Thursday, June 5, 2014

He chooses us

It seems like I often start my posts with the idea of how long it's been since I've written. I think life slips by me and I don't make the time to sit down and write. Tonight I heard words that squeezed my heart and I want to be sure to remember them. I use the term "squeezed" because these words didn't 'grip' me in fear, they squeezed my heart like a warm embrace. He said the words, " I choose this."

Choices are made by each of us every day. Good or bad, we make choices from what to eat for lunch to what color shirt to wear. Most choices are fairly minimal or routine. Others not only affect us, but others as well. Tonight, his words spoke to me in a way no other words ever have.

To back up a bit, I'll tell you a little about him. D and I grew up in the same circle of friends. We actually attended the same high school for a few years. However, we don't remember each other at all from that time! We connected through a dating web site and hit it off right away. I actually contacted some mutual friends and asked what they thought of him (and it turns out he was doing the same thing on his end). He is tough looking on the outside with a heart of gold on the inside. He loves to hold hands and cuddle up...my favorite! He is also very interested in G and his activities. He has told me that he has researched Autism. He regularly questions G's actions, in a positive way, trying to understand G and what he can do to help. I have fallen in love with D.

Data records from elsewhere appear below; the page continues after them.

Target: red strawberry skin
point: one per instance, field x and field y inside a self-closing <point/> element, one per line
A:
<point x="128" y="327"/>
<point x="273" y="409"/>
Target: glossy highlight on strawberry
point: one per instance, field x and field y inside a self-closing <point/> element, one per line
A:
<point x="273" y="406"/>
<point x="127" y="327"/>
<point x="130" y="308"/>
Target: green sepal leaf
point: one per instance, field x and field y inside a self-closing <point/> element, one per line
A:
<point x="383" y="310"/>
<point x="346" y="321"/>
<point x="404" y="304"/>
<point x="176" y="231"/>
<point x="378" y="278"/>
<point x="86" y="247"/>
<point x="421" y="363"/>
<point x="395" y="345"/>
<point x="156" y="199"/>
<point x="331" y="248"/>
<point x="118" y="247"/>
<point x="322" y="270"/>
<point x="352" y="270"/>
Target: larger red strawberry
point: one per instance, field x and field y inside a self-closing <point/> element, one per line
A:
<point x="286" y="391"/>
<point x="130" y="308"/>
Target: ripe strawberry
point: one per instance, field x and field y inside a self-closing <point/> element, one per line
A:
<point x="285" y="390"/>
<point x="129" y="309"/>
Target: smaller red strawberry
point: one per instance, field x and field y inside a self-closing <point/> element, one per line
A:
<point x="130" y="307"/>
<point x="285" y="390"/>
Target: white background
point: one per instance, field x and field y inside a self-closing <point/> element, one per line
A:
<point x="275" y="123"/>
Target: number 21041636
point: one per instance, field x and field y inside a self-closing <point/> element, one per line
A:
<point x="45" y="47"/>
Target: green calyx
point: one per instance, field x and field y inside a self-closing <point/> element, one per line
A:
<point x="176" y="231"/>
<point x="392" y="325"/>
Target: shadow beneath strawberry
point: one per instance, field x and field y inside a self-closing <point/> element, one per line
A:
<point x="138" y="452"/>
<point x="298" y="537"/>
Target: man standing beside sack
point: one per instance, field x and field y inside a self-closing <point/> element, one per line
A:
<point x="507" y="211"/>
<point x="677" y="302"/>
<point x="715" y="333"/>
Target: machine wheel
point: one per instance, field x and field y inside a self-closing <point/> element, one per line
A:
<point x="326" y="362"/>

We'd had a disagreement earlier in the week and didn't really resolve the issue. Tonight we actually argued about it. He left our house in a huff and I felt my heart shatter into a million pieces. I just knew that he was gone forever. After about 5 minutes, my phone rang. D was on the other end of the line. We did argue for a few minutes but we also cleared the air. I told him how much I hated that he left while he was upset. He told me that he was afraid of losing me. I voiced my fear that he would look at our life and all of our shit and realize that it was too much. After all, it wasn't his to deal with. His answer was, "I know it isn't mine, but I choose this."

Those words are seared on my heart. He has his eyes open wide and he chooses us. Not out of obligation but because he loves us and wants to be with us. I think I have waited my whole life to hear those words. I didn't know just how badly I wanted to hear it until tonight. He chooses us. He loves me. He loves G. He chooses us. My heart is beyond happy tonight.